In der VN-Mission UNMISS im Südsudan sind sechs DEU Soldaten am Standort des Force Headquarters (FHQ) in JUBA und bis zu neun in der Fläche als DEU Einzelpersonal auf den VN Operating Bases an wechselnden Standorten und auf mehrtägigen Patrouillen eingesetzt.

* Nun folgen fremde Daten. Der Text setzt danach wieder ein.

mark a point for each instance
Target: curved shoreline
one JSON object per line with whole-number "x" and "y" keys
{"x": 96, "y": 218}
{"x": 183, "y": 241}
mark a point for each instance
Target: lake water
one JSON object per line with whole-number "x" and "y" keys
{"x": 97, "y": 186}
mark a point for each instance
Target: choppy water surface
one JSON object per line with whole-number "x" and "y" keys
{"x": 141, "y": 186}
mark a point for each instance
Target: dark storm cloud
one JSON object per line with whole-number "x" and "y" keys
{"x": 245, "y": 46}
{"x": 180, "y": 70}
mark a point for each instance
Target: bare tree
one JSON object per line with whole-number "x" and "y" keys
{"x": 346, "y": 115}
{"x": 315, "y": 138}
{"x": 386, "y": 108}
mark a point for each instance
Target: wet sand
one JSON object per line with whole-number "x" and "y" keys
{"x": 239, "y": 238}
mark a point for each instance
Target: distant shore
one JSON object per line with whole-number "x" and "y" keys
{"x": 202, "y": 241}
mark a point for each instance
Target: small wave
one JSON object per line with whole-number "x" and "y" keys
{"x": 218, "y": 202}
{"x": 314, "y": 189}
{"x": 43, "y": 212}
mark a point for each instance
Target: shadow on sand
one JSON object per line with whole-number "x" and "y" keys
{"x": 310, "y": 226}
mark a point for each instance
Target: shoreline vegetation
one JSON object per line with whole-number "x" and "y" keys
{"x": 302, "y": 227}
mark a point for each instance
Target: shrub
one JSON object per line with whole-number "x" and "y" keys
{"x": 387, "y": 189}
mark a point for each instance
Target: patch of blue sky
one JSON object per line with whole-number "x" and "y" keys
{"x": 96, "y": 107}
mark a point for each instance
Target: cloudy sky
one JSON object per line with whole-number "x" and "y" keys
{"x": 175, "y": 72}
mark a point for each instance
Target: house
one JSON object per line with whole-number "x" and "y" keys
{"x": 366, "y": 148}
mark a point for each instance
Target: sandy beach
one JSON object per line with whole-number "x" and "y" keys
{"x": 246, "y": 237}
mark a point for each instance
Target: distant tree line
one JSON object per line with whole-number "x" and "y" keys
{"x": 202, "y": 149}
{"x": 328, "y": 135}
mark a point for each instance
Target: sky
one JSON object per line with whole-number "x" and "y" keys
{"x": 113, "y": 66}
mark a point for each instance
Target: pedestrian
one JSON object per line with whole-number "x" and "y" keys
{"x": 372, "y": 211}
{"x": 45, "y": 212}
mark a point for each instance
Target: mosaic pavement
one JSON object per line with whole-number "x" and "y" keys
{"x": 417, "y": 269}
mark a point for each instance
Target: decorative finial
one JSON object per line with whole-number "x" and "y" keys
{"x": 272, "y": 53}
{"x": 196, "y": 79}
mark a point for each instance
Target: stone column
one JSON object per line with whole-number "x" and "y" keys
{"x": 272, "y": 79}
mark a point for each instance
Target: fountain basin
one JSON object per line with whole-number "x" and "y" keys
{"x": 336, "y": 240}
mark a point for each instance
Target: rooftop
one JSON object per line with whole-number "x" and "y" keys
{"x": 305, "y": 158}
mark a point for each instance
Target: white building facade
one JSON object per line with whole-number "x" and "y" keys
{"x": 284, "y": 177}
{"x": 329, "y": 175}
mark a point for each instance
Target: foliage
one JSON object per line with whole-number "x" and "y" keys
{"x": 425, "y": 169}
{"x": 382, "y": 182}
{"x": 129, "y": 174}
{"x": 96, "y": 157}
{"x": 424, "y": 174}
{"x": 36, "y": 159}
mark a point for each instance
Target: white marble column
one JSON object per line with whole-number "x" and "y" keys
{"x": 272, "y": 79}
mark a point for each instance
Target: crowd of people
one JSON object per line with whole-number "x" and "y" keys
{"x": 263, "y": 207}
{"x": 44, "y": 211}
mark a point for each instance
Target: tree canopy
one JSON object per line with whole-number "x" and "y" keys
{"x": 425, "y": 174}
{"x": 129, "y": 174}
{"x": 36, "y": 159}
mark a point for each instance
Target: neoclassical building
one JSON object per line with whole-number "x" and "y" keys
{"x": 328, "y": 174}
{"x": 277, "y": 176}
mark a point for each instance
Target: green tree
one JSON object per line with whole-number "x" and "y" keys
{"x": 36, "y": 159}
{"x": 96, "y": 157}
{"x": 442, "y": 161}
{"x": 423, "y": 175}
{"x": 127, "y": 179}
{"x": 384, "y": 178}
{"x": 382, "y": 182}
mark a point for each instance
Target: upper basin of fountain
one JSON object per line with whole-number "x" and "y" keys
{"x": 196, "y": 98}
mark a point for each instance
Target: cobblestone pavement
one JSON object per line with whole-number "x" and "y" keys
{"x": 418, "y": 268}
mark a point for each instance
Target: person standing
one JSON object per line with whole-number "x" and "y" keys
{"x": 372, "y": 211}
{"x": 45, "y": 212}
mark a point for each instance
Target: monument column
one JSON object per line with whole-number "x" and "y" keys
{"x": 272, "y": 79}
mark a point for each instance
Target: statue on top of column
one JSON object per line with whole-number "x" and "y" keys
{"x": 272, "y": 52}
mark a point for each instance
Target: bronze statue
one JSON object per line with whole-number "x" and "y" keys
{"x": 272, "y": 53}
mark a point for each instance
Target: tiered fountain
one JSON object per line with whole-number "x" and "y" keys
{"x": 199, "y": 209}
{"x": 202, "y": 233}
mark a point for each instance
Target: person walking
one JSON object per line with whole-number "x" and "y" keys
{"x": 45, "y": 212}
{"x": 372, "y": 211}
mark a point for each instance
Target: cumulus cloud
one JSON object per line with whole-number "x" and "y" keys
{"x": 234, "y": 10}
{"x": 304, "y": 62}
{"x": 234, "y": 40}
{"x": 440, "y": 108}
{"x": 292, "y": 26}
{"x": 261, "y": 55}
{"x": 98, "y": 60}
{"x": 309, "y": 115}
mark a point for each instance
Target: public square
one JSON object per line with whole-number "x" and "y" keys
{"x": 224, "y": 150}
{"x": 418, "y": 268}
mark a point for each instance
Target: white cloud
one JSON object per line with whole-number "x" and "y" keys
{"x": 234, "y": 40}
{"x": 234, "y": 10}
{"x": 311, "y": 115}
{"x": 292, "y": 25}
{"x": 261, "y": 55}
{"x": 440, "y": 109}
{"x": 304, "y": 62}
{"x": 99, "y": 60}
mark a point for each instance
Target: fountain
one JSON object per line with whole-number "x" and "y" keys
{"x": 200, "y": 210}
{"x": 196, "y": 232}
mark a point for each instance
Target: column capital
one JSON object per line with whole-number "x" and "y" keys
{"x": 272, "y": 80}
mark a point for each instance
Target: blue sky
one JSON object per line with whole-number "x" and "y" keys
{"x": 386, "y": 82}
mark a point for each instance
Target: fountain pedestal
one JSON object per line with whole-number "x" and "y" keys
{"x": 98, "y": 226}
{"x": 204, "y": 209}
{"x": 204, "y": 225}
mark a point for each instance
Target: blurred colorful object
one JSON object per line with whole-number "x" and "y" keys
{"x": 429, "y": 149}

An den peripheren VN Operating Bases im Süd-Sudan erfolgt über die truppenstellenden Nationen wie z. B. Ruanda, Äthiopien, Ghana, Indien, Pakistan, Sri-Lanka, China, Nepal, Mongolei oder Bangladesch die truppenärztliche Versorgung Level 1.

Eine chirurgische und fachärztliche Versorgung erfolgt durch eine indische Level 2 in JUBA und MALAKAL, durch Sri-Lanka in BOR, durch China in WAU und durch Vietnam in BENTIU. 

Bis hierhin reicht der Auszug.